Bush is different in this respect. It is a certain stubbornness, no doubt, but when stubbornness reflects principles, it is a rare virtue for a politician. It is how we like to remember Reagan. It’s what gave Lincoln the strength to risk everything for the Union.
But ultimately the question is what this stubbornness is a commitment to. One can respect a man committed to values one disagrees with, but that respect depends upon believing that it is really values that constitute the disagreement.
And here I found the Suskind’s book about Paul O’Neill the most instructive. The Price of Loyalty tells a story about a terrifying White House. The terror is the role of politics in this White House. No doubt, every White House has a political director. But at its core, policy should be the driver. Politics might wrap the policy; politics might guide its execution. But if a Presidency is to be more than a machine to assure reelection, then commitment must be to something more than the machine to assure reelection.
This White House has no policy core, at least according to O’Neill, and confirmed in many obvious ways. As he describes through Suskind, there is just a political shell, with no core policy driving the politics. Policy debates are scripted; arguments are removed from the script. The least curious President gets surrounded by yes men, who are themselves watching for signals not from the President, but from the men in charge of getting the President elected.
This is a criticism we could generalize across branches.
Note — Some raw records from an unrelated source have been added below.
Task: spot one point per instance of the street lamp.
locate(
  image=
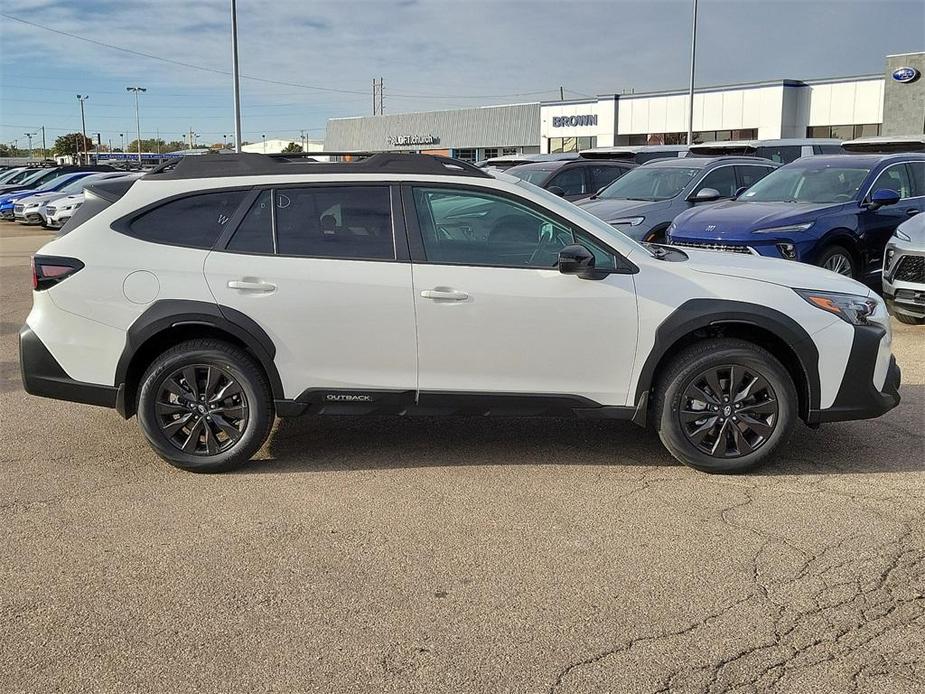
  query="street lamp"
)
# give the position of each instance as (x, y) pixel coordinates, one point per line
(29, 135)
(83, 129)
(135, 90)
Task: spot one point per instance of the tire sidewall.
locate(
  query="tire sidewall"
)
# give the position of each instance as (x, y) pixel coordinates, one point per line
(254, 390)
(670, 429)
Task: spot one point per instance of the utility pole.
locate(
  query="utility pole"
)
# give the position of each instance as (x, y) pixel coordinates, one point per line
(29, 135)
(135, 90)
(83, 130)
(235, 76)
(690, 96)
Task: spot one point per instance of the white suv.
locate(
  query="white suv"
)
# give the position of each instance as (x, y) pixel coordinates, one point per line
(216, 293)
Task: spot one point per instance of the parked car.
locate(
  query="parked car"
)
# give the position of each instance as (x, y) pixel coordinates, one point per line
(904, 271)
(39, 177)
(638, 154)
(211, 295)
(781, 151)
(8, 201)
(572, 179)
(643, 203)
(833, 211)
(30, 209)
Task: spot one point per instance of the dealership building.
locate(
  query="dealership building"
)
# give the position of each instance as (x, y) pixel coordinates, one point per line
(890, 103)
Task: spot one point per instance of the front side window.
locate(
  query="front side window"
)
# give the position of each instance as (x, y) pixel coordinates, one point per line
(650, 183)
(894, 178)
(812, 183)
(471, 228)
(195, 221)
(721, 179)
(337, 222)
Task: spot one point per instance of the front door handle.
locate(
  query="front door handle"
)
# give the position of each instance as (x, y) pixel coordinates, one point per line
(444, 295)
(252, 285)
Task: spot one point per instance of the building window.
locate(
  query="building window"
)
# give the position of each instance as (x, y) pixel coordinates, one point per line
(844, 132)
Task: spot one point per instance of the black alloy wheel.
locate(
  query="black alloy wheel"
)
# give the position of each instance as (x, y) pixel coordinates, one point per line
(201, 409)
(728, 411)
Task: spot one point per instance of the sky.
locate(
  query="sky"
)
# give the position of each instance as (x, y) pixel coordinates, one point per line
(306, 61)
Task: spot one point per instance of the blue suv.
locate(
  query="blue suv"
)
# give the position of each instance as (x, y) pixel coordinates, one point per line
(835, 211)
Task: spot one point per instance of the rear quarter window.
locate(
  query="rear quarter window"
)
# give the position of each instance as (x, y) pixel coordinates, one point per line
(194, 221)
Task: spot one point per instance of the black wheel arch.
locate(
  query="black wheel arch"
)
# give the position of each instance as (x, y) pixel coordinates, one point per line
(170, 321)
(699, 319)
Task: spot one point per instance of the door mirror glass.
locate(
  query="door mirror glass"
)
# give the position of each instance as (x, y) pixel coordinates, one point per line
(575, 260)
(706, 195)
(883, 197)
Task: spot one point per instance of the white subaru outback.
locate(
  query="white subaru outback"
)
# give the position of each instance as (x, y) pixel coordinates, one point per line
(218, 292)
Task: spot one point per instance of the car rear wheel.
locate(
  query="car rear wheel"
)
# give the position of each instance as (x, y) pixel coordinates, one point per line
(725, 405)
(205, 406)
(838, 259)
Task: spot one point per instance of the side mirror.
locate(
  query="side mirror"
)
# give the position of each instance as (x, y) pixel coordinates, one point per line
(576, 260)
(706, 195)
(883, 197)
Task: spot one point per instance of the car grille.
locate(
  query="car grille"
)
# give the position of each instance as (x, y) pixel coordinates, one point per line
(726, 248)
(910, 268)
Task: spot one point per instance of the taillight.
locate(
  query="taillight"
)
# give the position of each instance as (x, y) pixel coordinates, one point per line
(48, 270)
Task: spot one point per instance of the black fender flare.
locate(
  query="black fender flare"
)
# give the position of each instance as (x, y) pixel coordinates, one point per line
(698, 314)
(166, 314)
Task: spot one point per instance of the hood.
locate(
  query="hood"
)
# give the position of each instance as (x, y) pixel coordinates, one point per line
(614, 209)
(786, 273)
(740, 216)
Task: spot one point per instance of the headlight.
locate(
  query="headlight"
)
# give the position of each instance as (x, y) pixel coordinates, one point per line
(786, 229)
(851, 308)
(627, 221)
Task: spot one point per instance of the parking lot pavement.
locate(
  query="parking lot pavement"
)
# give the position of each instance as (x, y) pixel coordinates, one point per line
(459, 555)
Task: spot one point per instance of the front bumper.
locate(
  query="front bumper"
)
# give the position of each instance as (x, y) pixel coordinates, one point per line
(858, 397)
(42, 375)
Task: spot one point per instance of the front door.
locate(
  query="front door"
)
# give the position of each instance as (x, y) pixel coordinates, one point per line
(495, 316)
(316, 267)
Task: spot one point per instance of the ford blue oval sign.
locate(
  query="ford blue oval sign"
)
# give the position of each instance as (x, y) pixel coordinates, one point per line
(905, 74)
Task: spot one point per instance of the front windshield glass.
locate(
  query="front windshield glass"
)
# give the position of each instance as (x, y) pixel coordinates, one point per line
(645, 183)
(815, 184)
(598, 227)
(535, 176)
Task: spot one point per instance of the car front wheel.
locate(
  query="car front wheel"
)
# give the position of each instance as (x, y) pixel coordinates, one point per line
(725, 405)
(205, 406)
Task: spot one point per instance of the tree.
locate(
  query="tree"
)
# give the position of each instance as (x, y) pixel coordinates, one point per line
(72, 143)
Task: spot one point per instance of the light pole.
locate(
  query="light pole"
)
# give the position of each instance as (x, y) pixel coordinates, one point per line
(29, 135)
(690, 96)
(83, 129)
(235, 76)
(137, 120)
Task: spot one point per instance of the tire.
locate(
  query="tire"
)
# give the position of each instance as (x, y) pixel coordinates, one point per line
(909, 320)
(838, 259)
(738, 443)
(195, 428)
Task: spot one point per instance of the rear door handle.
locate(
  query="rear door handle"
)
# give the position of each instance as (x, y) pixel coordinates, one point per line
(252, 286)
(444, 295)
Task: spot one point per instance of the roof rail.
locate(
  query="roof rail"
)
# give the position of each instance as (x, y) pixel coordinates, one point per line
(246, 164)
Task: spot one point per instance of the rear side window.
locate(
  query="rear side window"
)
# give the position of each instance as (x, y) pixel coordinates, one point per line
(338, 222)
(194, 221)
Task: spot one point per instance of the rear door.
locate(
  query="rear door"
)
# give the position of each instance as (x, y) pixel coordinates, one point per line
(319, 269)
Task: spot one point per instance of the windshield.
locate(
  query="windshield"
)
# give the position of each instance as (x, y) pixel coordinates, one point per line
(817, 184)
(655, 183)
(534, 176)
(599, 227)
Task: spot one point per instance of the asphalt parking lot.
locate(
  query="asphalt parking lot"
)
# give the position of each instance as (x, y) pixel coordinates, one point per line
(459, 555)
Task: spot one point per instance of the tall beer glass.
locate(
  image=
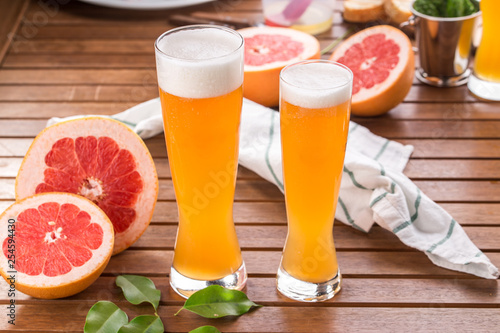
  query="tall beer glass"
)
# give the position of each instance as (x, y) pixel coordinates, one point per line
(200, 76)
(485, 80)
(315, 107)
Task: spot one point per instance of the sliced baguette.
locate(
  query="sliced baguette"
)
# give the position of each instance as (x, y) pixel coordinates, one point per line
(364, 10)
(398, 11)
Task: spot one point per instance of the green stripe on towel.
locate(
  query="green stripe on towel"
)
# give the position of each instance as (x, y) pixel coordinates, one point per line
(381, 151)
(348, 216)
(351, 175)
(413, 217)
(448, 235)
(271, 135)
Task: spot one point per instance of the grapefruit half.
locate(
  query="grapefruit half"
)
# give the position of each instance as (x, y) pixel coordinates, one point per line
(100, 159)
(54, 244)
(267, 51)
(382, 61)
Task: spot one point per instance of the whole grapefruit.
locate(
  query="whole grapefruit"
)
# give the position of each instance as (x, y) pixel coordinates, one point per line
(267, 51)
(54, 244)
(382, 61)
(100, 159)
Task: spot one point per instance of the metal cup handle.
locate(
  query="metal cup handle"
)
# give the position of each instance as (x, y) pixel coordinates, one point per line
(410, 24)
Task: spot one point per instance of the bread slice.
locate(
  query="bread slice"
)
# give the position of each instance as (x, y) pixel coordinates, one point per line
(364, 10)
(398, 10)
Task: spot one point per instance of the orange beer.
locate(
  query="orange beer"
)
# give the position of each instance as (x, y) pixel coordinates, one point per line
(485, 79)
(200, 76)
(487, 62)
(203, 152)
(314, 113)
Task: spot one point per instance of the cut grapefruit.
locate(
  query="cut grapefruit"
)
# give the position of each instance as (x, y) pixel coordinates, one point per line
(54, 244)
(382, 61)
(100, 159)
(267, 51)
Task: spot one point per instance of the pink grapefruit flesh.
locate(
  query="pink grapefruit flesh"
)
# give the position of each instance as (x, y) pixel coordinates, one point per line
(382, 62)
(101, 160)
(56, 244)
(267, 51)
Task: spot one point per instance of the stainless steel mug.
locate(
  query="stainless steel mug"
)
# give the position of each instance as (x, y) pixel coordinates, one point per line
(444, 45)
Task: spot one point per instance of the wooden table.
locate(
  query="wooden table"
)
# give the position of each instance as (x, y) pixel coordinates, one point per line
(82, 59)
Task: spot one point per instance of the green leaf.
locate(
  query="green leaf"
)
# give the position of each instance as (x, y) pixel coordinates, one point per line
(138, 289)
(205, 329)
(143, 324)
(216, 302)
(104, 317)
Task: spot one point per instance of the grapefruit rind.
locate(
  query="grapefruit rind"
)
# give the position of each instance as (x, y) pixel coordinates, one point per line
(31, 172)
(384, 96)
(261, 83)
(79, 278)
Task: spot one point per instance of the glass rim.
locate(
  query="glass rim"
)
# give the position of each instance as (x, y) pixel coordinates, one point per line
(195, 27)
(324, 61)
(443, 19)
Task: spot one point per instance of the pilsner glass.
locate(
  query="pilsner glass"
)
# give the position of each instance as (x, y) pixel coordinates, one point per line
(200, 77)
(315, 105)
(485, 79)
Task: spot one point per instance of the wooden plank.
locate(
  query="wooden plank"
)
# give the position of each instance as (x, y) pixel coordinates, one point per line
(17, 147)
(402, 292)
(445, 111)
(300, 318)
(79, 93)
(96, 46)
(451, 169)
(346, 238)
(80, 61)
(416, 169)
(86, 46)
(433, 129)
(133, 31)
(473, 214)
(353, 264)
(11, 14)
(423, 148)
(46, 110)
(147, 77)
(79, 76)
(396, 130)
(454, 148)
(261, 190)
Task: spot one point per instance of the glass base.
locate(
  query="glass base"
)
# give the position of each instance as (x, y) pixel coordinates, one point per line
(307, 291)
(185, 286)
(484, 89)
(449, 81)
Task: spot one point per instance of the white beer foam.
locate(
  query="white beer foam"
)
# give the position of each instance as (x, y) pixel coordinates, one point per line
(316, 85)
(199, 63)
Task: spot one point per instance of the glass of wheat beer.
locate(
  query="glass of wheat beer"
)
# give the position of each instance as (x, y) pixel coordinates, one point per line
(200, 77)
(315, 105)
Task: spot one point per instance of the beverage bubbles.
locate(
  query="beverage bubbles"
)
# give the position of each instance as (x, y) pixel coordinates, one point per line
(199, 63)
(316, 85)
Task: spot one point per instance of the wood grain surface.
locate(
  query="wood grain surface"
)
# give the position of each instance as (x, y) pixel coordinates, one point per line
(68, 58)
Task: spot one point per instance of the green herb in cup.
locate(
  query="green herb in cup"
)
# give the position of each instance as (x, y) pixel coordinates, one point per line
(446, 8)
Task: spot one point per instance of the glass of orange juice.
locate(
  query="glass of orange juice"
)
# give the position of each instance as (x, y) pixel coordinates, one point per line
(485, 80)
(315, 105)
(200, 77)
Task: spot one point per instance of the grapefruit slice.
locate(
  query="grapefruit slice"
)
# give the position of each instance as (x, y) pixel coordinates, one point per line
(382, 61)
(267, 51)
(54, 244)
(100, 159)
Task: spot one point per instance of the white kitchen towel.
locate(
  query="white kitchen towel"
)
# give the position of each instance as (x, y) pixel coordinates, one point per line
(373, 188)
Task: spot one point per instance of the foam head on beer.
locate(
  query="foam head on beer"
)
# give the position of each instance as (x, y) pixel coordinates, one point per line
(199, 62)
(316, 85)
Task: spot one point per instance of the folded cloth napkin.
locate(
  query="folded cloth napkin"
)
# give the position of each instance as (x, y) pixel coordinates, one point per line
(373, 188)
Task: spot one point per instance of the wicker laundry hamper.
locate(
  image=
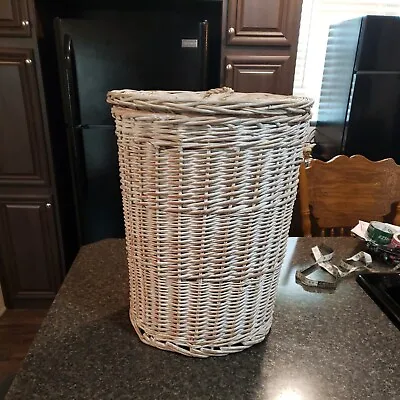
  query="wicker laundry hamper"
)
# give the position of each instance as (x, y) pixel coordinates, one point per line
(208, 182)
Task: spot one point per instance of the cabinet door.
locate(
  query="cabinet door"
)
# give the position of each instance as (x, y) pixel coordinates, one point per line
(14, 18)
(22, 146)
(251, 73)
(29, 257)
(263, 22)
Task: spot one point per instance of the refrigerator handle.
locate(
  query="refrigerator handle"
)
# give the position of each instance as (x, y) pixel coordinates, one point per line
(204, 53)
(74, 128)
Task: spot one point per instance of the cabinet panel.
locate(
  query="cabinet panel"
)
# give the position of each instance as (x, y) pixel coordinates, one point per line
(251, 73)
(22, 147)
(14, 18)
(29, 259)
(263, 22)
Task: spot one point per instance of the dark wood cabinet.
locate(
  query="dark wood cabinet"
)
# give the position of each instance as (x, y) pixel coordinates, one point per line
(263, 22)
(29, 254)
(14, 18)
(255, 73)
(22, 146)
(260, 45)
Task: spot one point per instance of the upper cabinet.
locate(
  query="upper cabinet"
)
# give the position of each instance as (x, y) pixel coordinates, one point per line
(14, 18)
(22, 146)
(263, 22)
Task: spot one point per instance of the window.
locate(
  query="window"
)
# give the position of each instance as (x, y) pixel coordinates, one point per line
(317, 16)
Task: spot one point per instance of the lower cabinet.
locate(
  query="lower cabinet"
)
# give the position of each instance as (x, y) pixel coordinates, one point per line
(29, 263)
(260, 73)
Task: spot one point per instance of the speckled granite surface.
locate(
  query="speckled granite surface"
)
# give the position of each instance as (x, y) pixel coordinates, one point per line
(322, 346)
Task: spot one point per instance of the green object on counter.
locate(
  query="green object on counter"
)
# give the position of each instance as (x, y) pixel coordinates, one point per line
(380, 233)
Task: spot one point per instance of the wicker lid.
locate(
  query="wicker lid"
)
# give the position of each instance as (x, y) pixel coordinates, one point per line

The branch I know the most about (though admittedly, not much) is the judiciary. Everyone who lives and studies the law recognizes that judges too have a political shell. They are sensitive to, and react with, the changing mood of a time. But we respect judges not for their political skill, but for the principles that define their legal core. The political shell must answer to those principles. If it does, the judge merits respect, even from those who disagree with the principles at his or her core.
I spend my life as a lawyer in the dreamworld that imagines that principles guide judicial decisions. My students try to wake me from that world; I refuse to wake. And as a citizen, I want to live in the world where the White House is guided by a policy making core, not by a political shell. There is an ideal in the law called getting it right, politics notwithstanding. There should be such an ideal in the White House too.
My values are closer to Kerry’s than Bush. So I start biased in his favor. But in those moments when I let myself imagine that Kerry might actually pull this off, the picture that is most dramatically different in my mind is the idea that getting it right might return to the White House. Getting it right: following the facts, asking questions, testing theories, doing what, in light of these, and the values that frame these questions, is right.
Kerry reads. He asks questions. He gets angry at incomplete answers. He does policy. On this alone, he will be a better President than President Bush. And if he can thin the political shell to its properly secondary place, and not fear standing for some ideals that most think wrong, then he’ll be a great President — greater than Clinton, or Reagan, or just about anyone else.
There’s of course much more one could say. There are the parts that make me rage with anger (torture) and well with tears (torture). But the ideal of a policymaking White House is at least a reason for Kerry over Bush. I won’t pretend that it was reason that got me to my vote. I’m sure that anger and tears will always have more power than reason. But if you want to get it right, here at least is a reason.